One of the buildings houses Bradshaw’s own office, which sits directly above a vegan café that specializes in baked fries. Across the street stands the shell of an abandoned car dealership, the front adorned with a colorful mural. The artwork shows people dancing under a rainbow, and a large green dot is inscribed with the words, “Broadmoor Lives at the Heart of New Orleans.”
It’s tempting to look at Broadmoor and label its recovery complete, or at least nearly so. The “Broadmoor Lives” movement started so long ago that some of the major players from its early days have left New Orleans, and by many accounts the neighborhood truly is “better than before.” There’s still some blight, but few clues point that, only nine years ago, this place was underwater and practically left for dead.
But some people are still in the process of returning to Broadmoor. Mr. Chill, a neighborhood barber, cut hair under a tent at the site of an abandoned gas station for 17 months after Katrina, and eventually reopened his shop a couple of miles away in the Hollygrove neighborhood. A year ago, he opened Mr. Chill’s Broadmoor Dogs and Sweet Pastries, a casual restaurant that has a counter decorated with images of dancing frankfurters. It’s in the same building where he once cut hair, away from the main roads and surrounded by residential buildings. But Mr. Chill is still trying to get back to his own house, about 10 blocks away.
Mr. Chill (he was born Wilbur Wilson, but earned the nickname “Chill” in middle school for his smooth way with girls, and added the “Mr.” after his business success) says the money he received from the state’s Road Home program was enough to fix up the home’s exterior, but not the inside. He’s still staying at a family member’s house.

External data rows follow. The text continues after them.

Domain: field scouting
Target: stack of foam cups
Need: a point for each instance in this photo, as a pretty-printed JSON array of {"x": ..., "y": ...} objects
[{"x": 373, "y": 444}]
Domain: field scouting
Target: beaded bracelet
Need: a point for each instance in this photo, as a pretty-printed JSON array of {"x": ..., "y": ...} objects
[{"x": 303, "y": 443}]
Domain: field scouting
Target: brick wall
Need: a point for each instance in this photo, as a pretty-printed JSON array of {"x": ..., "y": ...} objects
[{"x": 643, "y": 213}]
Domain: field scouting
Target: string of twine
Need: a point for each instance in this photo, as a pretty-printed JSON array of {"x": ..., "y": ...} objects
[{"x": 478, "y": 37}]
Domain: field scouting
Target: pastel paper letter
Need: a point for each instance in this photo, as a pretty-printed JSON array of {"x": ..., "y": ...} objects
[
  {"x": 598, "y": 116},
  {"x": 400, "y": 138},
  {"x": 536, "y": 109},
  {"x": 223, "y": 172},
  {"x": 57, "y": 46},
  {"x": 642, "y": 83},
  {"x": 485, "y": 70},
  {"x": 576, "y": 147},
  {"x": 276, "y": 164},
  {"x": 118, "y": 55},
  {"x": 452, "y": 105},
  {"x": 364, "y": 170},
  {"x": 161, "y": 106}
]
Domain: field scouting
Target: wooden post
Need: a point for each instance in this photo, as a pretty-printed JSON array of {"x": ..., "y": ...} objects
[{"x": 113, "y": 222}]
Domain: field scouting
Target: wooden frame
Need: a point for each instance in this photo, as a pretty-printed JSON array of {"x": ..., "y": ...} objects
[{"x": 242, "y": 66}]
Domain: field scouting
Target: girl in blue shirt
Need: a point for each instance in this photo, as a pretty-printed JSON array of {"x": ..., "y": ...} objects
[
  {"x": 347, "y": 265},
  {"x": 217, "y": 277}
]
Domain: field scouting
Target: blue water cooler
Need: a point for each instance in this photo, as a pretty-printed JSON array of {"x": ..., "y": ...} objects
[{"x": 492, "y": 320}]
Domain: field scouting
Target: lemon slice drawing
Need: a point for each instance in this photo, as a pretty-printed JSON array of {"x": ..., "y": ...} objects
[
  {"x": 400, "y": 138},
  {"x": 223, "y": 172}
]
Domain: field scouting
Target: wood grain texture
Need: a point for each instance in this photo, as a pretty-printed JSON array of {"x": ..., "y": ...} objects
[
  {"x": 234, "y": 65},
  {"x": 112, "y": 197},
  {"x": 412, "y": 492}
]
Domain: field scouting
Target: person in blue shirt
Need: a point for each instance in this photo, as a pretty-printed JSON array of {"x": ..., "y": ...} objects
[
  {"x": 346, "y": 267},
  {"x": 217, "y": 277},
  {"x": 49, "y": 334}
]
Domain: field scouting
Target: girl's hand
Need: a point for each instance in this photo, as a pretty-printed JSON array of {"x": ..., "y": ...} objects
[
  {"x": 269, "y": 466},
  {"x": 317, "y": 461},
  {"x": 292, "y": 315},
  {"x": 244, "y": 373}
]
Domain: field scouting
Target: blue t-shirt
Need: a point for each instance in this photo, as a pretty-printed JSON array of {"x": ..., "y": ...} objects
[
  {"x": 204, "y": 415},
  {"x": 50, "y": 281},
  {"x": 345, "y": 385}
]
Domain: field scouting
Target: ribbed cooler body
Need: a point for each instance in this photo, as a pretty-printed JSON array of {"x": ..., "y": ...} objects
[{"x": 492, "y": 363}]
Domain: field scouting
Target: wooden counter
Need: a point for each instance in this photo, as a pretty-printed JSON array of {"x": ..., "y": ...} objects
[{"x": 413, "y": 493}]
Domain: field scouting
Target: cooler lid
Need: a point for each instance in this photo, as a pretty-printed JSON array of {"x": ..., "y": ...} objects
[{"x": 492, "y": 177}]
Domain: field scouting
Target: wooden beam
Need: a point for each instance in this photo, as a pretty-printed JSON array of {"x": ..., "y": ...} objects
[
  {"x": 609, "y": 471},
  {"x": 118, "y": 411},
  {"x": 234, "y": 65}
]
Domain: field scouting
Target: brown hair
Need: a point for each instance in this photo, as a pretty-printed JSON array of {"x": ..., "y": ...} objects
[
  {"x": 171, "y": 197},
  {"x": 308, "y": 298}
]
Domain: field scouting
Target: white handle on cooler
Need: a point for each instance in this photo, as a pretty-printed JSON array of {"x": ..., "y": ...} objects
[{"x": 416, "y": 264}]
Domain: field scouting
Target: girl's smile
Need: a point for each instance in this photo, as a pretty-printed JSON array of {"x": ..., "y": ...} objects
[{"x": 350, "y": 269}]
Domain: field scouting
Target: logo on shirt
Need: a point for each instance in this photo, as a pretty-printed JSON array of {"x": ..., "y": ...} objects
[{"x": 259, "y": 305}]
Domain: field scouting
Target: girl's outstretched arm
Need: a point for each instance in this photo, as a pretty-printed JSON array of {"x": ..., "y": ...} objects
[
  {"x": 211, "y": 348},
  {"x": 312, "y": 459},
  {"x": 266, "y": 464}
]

Still, Mr. Chill was overjoyed to get back into business in Broadmoor. He chose to sell hot dogs, he says, because he wanted to create a place that, like a barbershop, was accessible to everyone. “To get back in this building, I felt like a kid that had been sick in the hospital,” he says, occasionally chomping on a hucklebuck—a New Orleans treat of frozen Kool-Aid in a plastic cup with fruit cocktail at the bottom. “And when he finally got out of the hospital, he got what he’d been asking for— going on the merry-go-round. That’s how happy I was.”
Santiago Burgos, who recently wrapped up a four-year stint as the executive director of the Broadmoor Development Corporation, speculates that most of the people who plan to return to the neighborhood have already done so. “The houses that remain vacant have now been vacant almost 10 years,” he says, sitting in the neighborhood library’s snack shop, which is named—perhaps inevitably—the Green Dot Cafe. “Some of them were vacant before the storm. Those families are probably not coming back. They probably don’t have the resources to fix that house.”

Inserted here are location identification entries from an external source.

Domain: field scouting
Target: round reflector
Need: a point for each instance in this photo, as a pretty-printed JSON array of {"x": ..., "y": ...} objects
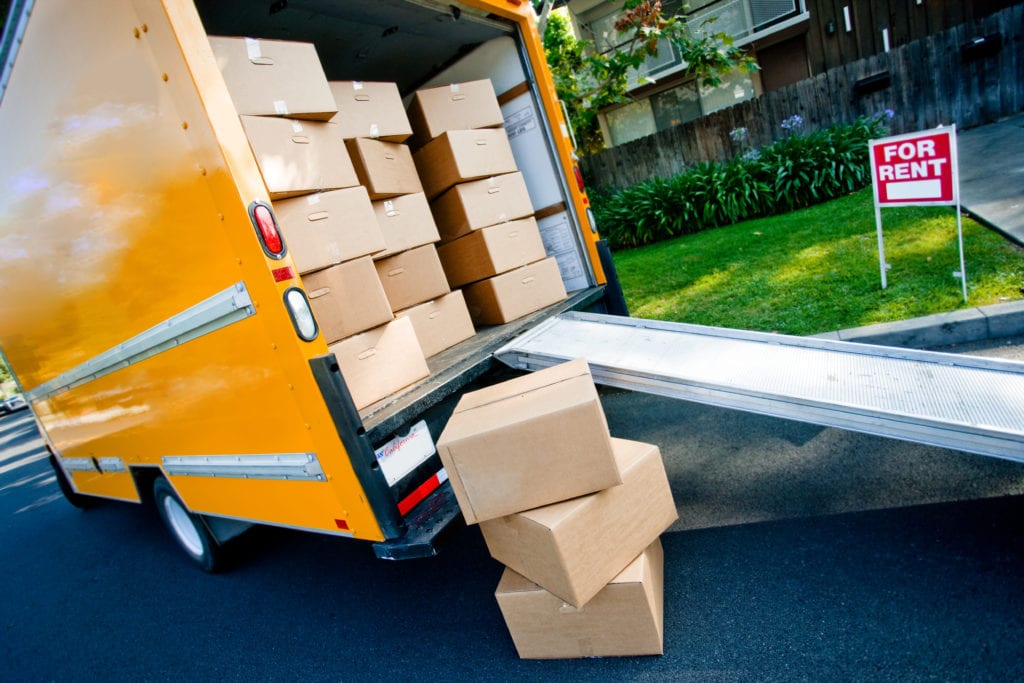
[{"x": 302, "y": 314}]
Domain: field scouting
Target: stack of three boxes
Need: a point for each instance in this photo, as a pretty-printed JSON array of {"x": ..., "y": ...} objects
[{"x": 573, "y": 514}]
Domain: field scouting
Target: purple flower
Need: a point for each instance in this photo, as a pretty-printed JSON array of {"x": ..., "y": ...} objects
[{"x": 793, "y": 123}]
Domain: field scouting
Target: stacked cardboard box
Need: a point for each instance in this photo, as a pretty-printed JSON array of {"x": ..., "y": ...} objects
[
  {"x": 324, "y": 164},
  {"x": 376, "y": 123},
  {"x": 572, "y": 513},
  {"x": 491, "y": 245}
]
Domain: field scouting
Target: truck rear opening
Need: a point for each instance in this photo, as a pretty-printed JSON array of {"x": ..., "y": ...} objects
[
  {"x": 420, "y": 45},
  {"x": 162, "y": 331}
]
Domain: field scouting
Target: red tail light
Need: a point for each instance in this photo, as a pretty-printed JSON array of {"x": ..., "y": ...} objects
[{"x": 266, "y": 229}]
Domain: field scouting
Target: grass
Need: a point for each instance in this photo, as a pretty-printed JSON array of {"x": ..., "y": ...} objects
[{"x": 816, "y": 269}]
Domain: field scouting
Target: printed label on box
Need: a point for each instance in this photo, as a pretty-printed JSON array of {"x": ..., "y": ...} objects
[{"x": 403, "y": 454}]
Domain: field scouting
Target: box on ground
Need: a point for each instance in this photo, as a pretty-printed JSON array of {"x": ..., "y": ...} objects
[
  {"x": 380, "y": 361},
  {"x": 347, "y": 298},
  {"x": 299, "y": 157},
  {"x": 459, "y": 156},
  {"x": 492, "y": 251},
  {"x": 455, "y": 107},
  {"x": 406, "y": 222},
  {"x": 528, "y": 441},
  {"x": 385, "y": 169},
  {"x": 441, "y": 323},
  {"x": 477, "y": 204},
  {"x": 514, "y": 294},
  {"x": 626, "y": 619},
  {"x": 370, "y": 110},
  {"x": 576, "y": 547},
  {"x": 273, "y": 78},
  {"x": 413, "y": 276},
  {"x": 325, "y": 228}
]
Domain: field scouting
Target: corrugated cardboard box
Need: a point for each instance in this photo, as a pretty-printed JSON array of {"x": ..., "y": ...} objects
[
  {"x": 516, "y": 293},
  {"x": 385, "y": 169},
  {"x": 413, "y": 276},
  {"x": 441, "y": 323},
  {"x": 491, "y": 251},
  {"x": 299, "y": 157},
  {"x": 274, "y": 78},
  {"x": 326, "y": 228},
  {"x": 456, "y": 107},
  {"x": 528, "y": 441},
  {"x": 406, "y": 222},
  {"x": 347, "y": 298},
  {"x": 459, "y": 156},
  {"x": 574, "y": 548},
  {"x": 370, "y": 110},
  {"x": 476, "y": 204},
  {"x": 626, "y": 619},
  {"x": 380, "y": 361}
]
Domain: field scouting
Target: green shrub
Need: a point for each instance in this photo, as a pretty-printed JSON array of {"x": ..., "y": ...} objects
[{"x": 800, "y": 170}]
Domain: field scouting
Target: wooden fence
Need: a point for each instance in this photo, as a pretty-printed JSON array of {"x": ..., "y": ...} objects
[{"x": 944, "y": 79}]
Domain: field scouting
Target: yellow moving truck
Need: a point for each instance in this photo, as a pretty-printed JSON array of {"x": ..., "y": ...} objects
[{"x": 152, "y": 312}]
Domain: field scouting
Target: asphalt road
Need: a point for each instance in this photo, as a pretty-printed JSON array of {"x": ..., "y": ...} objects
[{"x": 801, "y": 554}]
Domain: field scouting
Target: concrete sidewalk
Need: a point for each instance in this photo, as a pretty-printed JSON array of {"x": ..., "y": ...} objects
[
  {"x": 991, "y": 174},
  {"x": 956, "y": 327}
]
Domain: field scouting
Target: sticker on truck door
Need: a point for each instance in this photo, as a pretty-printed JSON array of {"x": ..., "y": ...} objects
[{"x": 403, "y": 454}]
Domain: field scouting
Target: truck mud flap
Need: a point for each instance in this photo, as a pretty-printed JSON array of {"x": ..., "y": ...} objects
[{"x": 428, "y": 525}]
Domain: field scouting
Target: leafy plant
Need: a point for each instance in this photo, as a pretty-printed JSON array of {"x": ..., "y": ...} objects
[
  {"x": 587, "y": 80},
  {"x": 800, "y": 170}
]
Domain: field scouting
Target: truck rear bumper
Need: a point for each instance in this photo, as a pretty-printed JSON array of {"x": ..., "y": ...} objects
[{"x": 429, "y": 523}]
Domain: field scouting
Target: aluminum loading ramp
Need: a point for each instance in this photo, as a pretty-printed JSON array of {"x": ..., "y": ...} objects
[{"x": 963, "y": 402}]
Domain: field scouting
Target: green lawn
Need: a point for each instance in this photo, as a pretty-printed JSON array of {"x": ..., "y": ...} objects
[{"x": 817, "y": 269}]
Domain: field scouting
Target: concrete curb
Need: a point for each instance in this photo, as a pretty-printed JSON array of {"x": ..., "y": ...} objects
[{"x": 958, "y": 327}]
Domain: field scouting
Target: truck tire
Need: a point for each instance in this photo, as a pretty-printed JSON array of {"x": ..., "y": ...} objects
[
  {"x": 187, "y": 528},
  {"x": 78, "y": 500}
]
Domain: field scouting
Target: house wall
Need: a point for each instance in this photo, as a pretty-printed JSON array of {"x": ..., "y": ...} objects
[{"x": 939, "y": 80}]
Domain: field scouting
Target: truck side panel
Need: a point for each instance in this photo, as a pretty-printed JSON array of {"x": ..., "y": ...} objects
[{"x": 125, "y": 209}]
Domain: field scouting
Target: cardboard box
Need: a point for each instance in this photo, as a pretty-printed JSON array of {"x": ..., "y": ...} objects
[
  {"x": 299, "y": 157},
  {"x": 413, "y": 276},
  {"x": 380, "y": 361},
  {"x": 326, "y": 228},
  {"x": 274, "y": 78},
  {"x": 406, "y": 222},
  {"x": 456, "y": 107},
  {"x": 516, "y": 293},
  {"x": 477, "y": 204},
  {"x": 385, "y": 169},
  {"x": 492, "y": 251},
  {"x": 574, "y": 548},
  {"x": 626, "y": 619},
  {"x": 527, "y": 442},
  {"x": 347, "y": 298},
  {"x": 440, "y": 324},
  {"x": 459, "y": 156},
  {"x": 370, "y": 110}
]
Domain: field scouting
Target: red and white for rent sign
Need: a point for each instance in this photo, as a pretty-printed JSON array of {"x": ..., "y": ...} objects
[{"x": 915, "y": 169}]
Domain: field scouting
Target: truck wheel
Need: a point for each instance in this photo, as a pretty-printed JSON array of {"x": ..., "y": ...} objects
[
  {"x": 78, "y": 500},
  {"x": 186, "y": 527}
]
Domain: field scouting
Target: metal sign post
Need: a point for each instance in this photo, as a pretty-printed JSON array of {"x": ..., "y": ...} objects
[{"x": 916, "y": 169}]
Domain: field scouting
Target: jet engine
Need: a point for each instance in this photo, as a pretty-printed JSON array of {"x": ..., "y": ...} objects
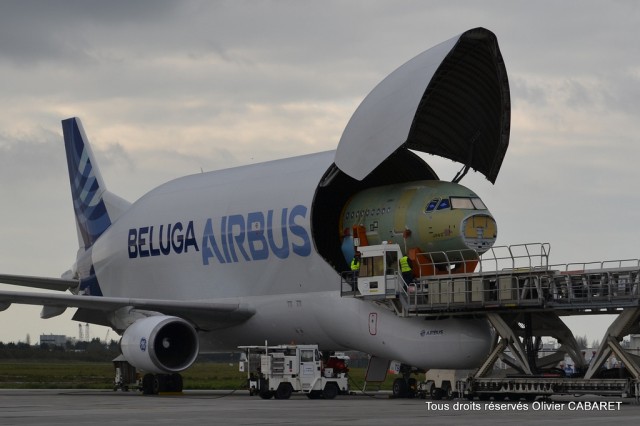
[{"x": 160, "y": 344}]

In particular, Burgos says, blight remains high in the poorest segment of Broadmoor, which was dubbed Subgroup B when the neighborhood split into three sections during the recovery process. “In a place like Subgroup B, I think a lot of people now are recognizing that it would probably make sense to have more green space in the form of athletic fields and parks, than to have hundreds of dilapidated, decrepit properties that people are not going to live in,” Burgos says.
And so, ironically, this could be the final step in the recovery of a neighborhood that fought so hard against the green dot plan: bulldozing homes to create green space.